Just a post away… that is how close the Canadian World Junior team came to playing for the gold medal last night. One single shot just an inch to the left, and we may have seen a completely different outcome to this tournament. Hockey is in many ways a game of chance and a game of luck. Although you do everything in your power to win, when you put a bouncy rubber object on a hard ice surface, things are bound to happen that are out of your control, and sometimes the bounces just don’t go your way. In the case of our Canadian Juniors, that one bounce or that one shot may very well have been the difference between winning the gold and winning the bronze.
With the conclusion of a tournament of this length and magnitude comes a flurry of feelings and emotions. In my experience, whether you win or lose, the most prominent feeling is that of relief as the pressure to perform and to win is lifted off of your shoulders. Although the Canadians did not come away with the medal they were aiming for, I am certain that they are all feeling a tremendous amount of relief as this pressure has evaporated.
There is no doubt that they are all disappointed as well, but a great deal of credit must be given to the Canadian team, players and staff included, for responding the way they did to their devastating loss to the Russians.
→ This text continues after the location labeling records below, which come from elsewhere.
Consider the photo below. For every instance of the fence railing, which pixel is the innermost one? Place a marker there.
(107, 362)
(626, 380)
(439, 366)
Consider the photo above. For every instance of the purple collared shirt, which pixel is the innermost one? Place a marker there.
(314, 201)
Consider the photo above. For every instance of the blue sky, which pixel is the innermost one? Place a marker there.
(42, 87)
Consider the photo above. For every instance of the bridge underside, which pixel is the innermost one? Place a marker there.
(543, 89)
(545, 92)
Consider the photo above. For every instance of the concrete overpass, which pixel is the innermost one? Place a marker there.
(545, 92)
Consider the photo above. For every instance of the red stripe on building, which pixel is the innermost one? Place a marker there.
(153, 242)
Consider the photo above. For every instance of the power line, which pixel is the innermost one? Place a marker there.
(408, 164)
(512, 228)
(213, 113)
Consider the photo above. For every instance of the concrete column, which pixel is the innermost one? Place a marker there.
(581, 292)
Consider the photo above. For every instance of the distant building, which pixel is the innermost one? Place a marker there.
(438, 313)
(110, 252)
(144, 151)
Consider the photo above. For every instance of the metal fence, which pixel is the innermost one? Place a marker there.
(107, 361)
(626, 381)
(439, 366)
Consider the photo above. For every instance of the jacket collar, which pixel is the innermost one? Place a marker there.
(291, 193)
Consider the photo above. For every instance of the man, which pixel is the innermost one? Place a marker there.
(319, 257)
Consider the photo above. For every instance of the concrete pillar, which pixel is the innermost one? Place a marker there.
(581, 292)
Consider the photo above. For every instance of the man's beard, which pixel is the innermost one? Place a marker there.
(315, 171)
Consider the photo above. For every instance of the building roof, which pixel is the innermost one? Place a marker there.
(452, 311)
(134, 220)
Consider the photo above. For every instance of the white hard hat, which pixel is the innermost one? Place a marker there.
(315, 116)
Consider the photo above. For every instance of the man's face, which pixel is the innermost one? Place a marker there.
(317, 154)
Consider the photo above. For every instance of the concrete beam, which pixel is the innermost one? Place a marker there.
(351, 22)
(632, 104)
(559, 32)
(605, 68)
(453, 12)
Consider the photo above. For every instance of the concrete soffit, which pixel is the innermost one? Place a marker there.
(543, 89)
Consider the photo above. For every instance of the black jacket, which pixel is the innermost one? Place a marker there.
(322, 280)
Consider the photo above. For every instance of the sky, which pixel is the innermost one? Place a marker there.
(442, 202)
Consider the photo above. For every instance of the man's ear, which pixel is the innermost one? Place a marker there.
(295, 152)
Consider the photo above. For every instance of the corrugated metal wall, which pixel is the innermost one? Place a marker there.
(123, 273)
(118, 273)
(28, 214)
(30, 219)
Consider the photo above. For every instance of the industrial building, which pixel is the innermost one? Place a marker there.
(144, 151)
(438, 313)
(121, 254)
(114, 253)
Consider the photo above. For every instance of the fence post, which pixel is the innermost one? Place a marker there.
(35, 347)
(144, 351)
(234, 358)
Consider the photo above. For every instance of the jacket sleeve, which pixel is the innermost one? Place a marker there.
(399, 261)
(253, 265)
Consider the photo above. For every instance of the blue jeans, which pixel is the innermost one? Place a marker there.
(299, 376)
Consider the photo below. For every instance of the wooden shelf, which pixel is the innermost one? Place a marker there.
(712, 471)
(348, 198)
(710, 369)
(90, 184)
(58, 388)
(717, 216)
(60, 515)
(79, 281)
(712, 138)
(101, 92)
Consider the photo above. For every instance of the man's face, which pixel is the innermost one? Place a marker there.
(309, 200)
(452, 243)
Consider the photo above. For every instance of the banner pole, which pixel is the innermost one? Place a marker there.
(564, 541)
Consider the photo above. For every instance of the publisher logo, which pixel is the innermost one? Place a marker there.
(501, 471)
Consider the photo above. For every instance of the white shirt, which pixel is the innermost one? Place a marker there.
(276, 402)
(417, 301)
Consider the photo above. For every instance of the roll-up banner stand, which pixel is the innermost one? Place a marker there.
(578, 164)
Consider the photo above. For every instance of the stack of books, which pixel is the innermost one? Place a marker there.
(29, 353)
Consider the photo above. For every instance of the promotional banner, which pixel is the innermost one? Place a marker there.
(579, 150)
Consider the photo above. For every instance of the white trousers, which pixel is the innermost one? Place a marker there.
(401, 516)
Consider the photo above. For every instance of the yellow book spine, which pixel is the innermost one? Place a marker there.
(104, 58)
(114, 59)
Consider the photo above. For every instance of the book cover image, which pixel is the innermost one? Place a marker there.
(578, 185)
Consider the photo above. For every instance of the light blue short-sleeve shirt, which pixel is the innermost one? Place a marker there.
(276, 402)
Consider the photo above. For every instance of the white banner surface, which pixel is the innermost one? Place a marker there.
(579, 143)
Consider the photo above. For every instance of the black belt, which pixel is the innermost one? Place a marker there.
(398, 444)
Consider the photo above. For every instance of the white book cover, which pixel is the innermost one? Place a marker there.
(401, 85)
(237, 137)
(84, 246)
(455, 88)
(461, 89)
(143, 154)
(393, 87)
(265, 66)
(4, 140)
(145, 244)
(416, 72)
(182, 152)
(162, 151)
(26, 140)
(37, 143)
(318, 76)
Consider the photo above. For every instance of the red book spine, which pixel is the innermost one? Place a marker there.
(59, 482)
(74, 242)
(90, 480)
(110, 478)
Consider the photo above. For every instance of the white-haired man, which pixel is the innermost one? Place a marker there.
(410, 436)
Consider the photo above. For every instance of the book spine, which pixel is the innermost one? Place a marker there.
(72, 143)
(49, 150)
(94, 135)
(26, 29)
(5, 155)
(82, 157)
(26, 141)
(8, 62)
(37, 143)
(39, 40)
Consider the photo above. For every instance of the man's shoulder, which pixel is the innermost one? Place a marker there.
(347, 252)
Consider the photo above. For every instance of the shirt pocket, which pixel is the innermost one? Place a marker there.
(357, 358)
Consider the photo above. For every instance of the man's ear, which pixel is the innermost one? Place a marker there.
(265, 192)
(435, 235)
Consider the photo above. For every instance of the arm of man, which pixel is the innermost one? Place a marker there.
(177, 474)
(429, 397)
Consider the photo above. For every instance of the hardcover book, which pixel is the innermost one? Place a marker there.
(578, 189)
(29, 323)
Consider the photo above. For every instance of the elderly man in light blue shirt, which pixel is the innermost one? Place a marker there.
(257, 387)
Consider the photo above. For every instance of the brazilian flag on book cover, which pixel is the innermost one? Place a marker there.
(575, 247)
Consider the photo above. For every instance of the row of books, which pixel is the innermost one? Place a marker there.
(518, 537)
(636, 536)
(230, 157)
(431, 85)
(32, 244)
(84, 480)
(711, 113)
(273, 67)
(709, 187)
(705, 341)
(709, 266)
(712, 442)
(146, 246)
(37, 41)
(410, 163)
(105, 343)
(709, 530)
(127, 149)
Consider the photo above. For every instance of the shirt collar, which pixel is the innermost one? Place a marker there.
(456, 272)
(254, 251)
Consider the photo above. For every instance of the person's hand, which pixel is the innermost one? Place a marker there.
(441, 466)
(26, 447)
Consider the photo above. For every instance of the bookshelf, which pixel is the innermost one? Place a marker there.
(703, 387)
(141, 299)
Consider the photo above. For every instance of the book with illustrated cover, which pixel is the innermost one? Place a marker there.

In dealing with this adversity, they demonstrated a tremendous amount of resiliency and character, and showed the world what Canadian hockey is all about. They may not have lived up to Canada’s golden expectations, but they are coming away from this tournament with a bronze medal that they worked very hard for and should be extremely proud of.
Now that the tournament has come to an end, these players can relate to the picture I painted in my first blog of what this experience would be like for them. They represented Canada on home soil, and experienced immense pressure, as they were expected to win gold, no matter what. They faced challenges, injuries, and encountered unexpected adversity while playing the most competitive and intense games up to this point in their hockey careers. They created memories that will last them the rest of their lives, and unique bonds with their teammates as they spent hours on the ice, in the dressing, at the hotel, and on the bus. What lies behind them is the biggest two weeks of their young hockey careers, a roller coaster and whirlwind of feelings as well as emotions that no one could have fully prepared themselves for unless they had been through that exact experience before. Some of these athletes will remember the disappointment of losing to Russia in the finals last year, and now have to add to that experience that same level of disappointment as they fell to the Russians yet again. It was no doubt draining mentally and physically, and was the biggest hockey challenge they had ever faced in their careers.
Not long from now, this entire experience will merely be a memory in their minds, just as the Olympics are now for me. I mentioned in my first blog that it was the most fulfilling experience of my life. It was an honour to win a gold medal on home soil, but when I look back on my Olympic experience, it was fulfilling for more reasons than just the medal we won, and was about so much more than that. It was the lessons I learned from the challenges we were faced with, and how I grew from that, both as a hockey player, and as a person. It was the friendships and bonds that were formed with teammates and staff, and the memories we created together. It was the opportunity to represent Canada playing the sport that unifies our country, and the pride I felt wearing the maple leaf in front of thousands and thousands of Canadian fans in a sea of red and white. It was about experiencing the love and adoration, and the respect and admiration of the entire country. I am sure the Canadian Junior team would agree that their journey, which began at the very first selection camp, was about much more than the medal they came away with as well. Regardless of the color of the medal, these players will take away much more than that from this once-in-a-lifetime experience.
They did not win gold or silver, but they won a medal. They won bronze, and like I said, and I am sure all Canadians would agree, bronze still matters.